Student Conduct Code

The fundamental purpose of the JHU regulation of student conduct is to promote and to protect the health, safety, welfare, property, and rights of all members of the University community as well as to promote the orderly operation of the University and to safeguard its property and facilities. As members of the University community, students accept certain responsibilities which support the educational mission and create an environment in which all students are afforded the same opportunity to succeed academically. For a full description of the code please visit the Student Conduct Code website.

Classroom Climate

JHU is committed to creating a classroom environment that values the diversity of experiences and perspectives that all students bring. Everyone has the right to be treated with dignity and respect. Fostering an inclusive climate is important. Research and experience show that students who interact with peers who are different from themselves learn new things and experience tangible educational outcomes. At no time in this learning process should someone be singled out or treated unequally on the basis of any seen or unseen part of their identity.

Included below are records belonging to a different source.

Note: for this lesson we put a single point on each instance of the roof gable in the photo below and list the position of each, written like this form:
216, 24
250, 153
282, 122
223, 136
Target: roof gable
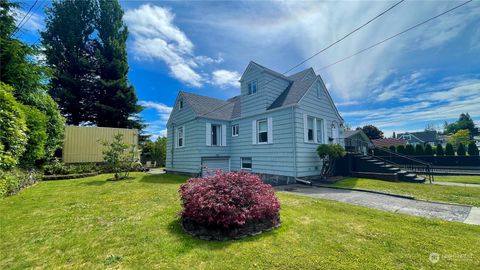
252, 65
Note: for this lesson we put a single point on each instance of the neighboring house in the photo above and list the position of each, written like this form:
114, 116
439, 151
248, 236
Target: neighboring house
272, 128
476, 139
422, 137
387, 142
357, 141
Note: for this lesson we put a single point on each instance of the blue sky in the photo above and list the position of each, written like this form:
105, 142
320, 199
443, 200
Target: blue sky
426, 76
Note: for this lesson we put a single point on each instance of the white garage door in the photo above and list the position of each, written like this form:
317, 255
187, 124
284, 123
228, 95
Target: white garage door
211, 165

If you have concerns in this course about harassment, discrimination, or any unequal treatment, or if you seek accommodations or resources, please reach out to the course instructor directly. Reporting will never impact your course grade. You may also share concerns with your program chair, the Assistant Dean for Diversity and Inclusion, or the Office of Institutional Equity. In handling reports, people will protect your privacy as much as possible, but faculty and staff are required to officially report information for some cases (e.g. sexual harassment).

Course Auditing

When a student enrolls in an EP course with “audit” status, the student must reach an understanding with the instructor as to what is required to earn the “audit.” If the student does not meet those expectations, the instructor must notify the EP Registration Team (EP-Registration@exchange.johnshopkins.edu) in order for the student to be retroactively dropped or withdrawn from the course (depending on when the "audit" was requested and in accordance with EP registration deadlines). All lecture content will remain accessible to auditing students, but access to all other course material is left to the discretion of the instructor.